HBV status was assessed at baseline and Month 12, and anti-HCV antibodies at baseline, in a prospective cohort study of HIV-infected patients in Kigali, Rwanda: 104 men and 114 women initiating antiretroviral therapy (ART) at baseline, and 200 women not yet eligible for ART.
Baseline prevalence of active HBV infection (HBsAg positive), past or occult HBV infection (anti-HBc positive and HBsAg negative) and anti-HCV was 5.2%, 42.9%, and 5.7%, respectively. The active HBV incidence rate was 4.2/1,000 person years (PY).

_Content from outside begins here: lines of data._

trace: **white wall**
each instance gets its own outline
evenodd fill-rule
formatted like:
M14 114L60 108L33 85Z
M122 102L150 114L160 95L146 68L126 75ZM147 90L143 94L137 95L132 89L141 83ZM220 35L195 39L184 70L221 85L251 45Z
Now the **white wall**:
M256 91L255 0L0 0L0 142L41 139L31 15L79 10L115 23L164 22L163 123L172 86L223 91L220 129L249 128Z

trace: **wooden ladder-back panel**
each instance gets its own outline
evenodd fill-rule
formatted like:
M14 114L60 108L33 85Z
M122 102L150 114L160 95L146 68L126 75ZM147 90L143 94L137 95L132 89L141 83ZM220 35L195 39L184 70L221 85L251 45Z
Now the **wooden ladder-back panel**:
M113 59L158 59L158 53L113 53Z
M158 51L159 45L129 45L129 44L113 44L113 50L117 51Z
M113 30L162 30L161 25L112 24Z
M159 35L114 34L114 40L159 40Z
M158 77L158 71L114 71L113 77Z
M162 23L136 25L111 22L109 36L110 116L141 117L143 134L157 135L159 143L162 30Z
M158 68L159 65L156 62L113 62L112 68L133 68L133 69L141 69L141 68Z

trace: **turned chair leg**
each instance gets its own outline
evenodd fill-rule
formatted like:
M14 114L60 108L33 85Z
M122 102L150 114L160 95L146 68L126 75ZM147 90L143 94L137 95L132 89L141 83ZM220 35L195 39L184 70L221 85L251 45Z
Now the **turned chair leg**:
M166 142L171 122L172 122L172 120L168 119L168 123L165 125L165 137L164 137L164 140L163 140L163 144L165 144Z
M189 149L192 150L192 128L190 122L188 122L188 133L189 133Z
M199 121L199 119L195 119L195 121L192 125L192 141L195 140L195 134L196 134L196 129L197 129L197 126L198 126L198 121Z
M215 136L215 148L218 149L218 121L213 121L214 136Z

In a multivariable logistic regression model using baseline data, participants with WHO stage 3 or 4 HIV disease were 4.19 times (95% CI 1.21-14.47) more likely to have active HBV infection, and older patients were more likely to have evidence of past exposure to HBV (aRR 1.03 per year; 95%CI 1.01-1.06). Older age was also positively associated with having anti-HCV antibodies (aOR 1.09; 95%CI 1.04-1.14) while having a higher baseline HIV viral load was negatively associated with HCV (aOR 0.60; 95% CI 0.40-0.98). The median CD4 increase during the first 12 months of ART was lower for those with active HBV infection or anti-HCV at baseline. Almost all participants (88%) with active HBV infection who were on ART were receiving lamivudine monotherapy for HBV.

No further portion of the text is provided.